The one quibble I have with the film, and it is a significant one, is the music. After watching the entire movie I still don’t know what the point of the music is. Russell and his people chose a great number of distinctive seventies pop songs to fill the soundtrack, but all of the music in the film--and I mean every song--is from 1974 and earlier. The film is set in 1978, and yet there is nothing from that year on the soundtrack. The most egregious example of this is in the disco scene, when Adams and Cooper go to a discotheque and the song playing in the club is “Don’t Leave Me This Way.” Now, Thelma Houston released a version of that song in early 1977, and that would have been perfect for the scene. Instead, however, incomprehensibly, they played the original version by Harold Melvin and the Blue Notes from 1975. I’m sure to most people a seventies song is a seventies song, but to set a film smack dab in the middle of the disco era and not use a single disco song on the soundtrack makes absolutely no sense whatsoever. It’s too bad, because it’s the one element that rings absolutely false to anyone who lived in the era and paid any attention to popular music at all.
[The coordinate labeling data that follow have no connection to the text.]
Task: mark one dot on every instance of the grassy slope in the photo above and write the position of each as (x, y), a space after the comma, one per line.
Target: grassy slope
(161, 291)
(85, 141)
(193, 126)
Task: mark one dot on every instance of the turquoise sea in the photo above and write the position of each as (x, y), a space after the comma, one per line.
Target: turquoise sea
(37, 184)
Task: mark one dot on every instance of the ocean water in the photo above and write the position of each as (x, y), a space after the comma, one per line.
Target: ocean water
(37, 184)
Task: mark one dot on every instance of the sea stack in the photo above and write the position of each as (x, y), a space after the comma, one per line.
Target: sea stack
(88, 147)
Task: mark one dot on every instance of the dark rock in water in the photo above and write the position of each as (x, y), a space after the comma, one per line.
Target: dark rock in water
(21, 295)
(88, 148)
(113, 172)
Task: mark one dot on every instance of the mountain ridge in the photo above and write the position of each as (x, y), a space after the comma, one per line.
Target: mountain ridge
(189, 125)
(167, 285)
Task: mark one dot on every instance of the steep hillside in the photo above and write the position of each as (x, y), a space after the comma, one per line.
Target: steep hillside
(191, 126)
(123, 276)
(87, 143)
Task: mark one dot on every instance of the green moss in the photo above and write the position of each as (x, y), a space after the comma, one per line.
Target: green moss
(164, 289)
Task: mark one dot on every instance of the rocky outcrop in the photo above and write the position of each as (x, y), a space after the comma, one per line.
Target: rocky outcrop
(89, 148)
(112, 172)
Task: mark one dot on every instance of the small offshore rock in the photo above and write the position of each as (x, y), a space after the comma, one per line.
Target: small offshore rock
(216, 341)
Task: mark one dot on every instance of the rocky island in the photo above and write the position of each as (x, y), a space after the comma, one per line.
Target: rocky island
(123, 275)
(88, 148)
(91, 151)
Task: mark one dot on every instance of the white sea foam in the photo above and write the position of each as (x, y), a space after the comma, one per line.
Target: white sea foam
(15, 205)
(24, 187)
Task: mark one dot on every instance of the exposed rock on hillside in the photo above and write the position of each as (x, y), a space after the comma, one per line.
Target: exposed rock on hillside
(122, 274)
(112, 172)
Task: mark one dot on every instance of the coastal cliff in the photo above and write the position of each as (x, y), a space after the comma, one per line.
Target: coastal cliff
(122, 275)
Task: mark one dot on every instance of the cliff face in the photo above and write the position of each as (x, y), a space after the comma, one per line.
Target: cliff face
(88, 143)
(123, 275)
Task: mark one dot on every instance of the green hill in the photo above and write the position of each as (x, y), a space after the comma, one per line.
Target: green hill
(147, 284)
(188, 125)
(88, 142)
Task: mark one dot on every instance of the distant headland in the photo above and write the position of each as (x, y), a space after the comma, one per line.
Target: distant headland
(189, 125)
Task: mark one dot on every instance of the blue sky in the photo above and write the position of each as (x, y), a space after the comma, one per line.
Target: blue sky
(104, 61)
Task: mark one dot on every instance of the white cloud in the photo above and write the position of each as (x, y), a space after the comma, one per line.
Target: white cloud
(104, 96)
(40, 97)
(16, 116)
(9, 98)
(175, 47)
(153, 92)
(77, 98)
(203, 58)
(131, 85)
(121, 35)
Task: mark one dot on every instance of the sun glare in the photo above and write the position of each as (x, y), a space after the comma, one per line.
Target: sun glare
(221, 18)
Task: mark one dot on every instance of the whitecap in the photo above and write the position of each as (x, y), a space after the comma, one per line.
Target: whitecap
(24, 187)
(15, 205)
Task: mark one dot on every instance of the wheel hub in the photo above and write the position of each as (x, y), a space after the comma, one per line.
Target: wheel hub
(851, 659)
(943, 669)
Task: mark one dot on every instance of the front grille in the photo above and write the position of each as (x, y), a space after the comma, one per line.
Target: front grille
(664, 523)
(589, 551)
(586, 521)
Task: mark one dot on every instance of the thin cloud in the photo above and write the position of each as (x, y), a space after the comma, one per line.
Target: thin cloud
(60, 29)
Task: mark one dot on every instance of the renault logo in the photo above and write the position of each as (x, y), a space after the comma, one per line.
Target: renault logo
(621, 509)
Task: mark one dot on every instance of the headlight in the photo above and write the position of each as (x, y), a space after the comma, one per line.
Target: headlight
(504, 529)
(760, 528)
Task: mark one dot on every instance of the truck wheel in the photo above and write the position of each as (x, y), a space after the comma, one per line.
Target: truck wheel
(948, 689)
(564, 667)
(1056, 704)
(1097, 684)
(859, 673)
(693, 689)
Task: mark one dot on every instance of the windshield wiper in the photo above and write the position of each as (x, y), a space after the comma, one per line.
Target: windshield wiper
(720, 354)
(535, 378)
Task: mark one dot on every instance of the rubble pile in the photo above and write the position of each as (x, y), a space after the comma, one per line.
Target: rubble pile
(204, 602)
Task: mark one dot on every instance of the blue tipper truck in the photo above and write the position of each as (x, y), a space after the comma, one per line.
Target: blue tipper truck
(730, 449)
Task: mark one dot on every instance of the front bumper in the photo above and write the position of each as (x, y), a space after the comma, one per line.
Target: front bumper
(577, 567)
There are several narrative strings that are working here in David Russell’s screenplay. On the one hand there’s a bit of The Wrestler, with Amy Adams acting briefly as a stripper combined with the low class world of Bale. It turns out he is married to Jennifer Lawrence and has adopted her son, and he’s unwilling to leave her to run away with Adams which creates a lot of tension between the three of them. The relationship between Adams and Bale is reminiscent of any number of caper films--Matchstick Men comes to mind--in which the relationship itself seems like a con. But the most blatant comparison comes with Bradley Cooper’s character in his similarity to Gene Hackman in Get Shorty. Where he started out simply to get the couple to help him bag some bigger players, he quickly gets caught up in his own newfound sense of power and keeps biting off more and more. While Bale is urging him with all of his sincerity to slow down and scale back, Cooper can’t help himself. The ending, of course, is classic caper film material and one of the more satisfying elements of the production. American Hustle is not a film that is obviously great, but it does finish with a sense of satisfaction that seems impressive in retrospect.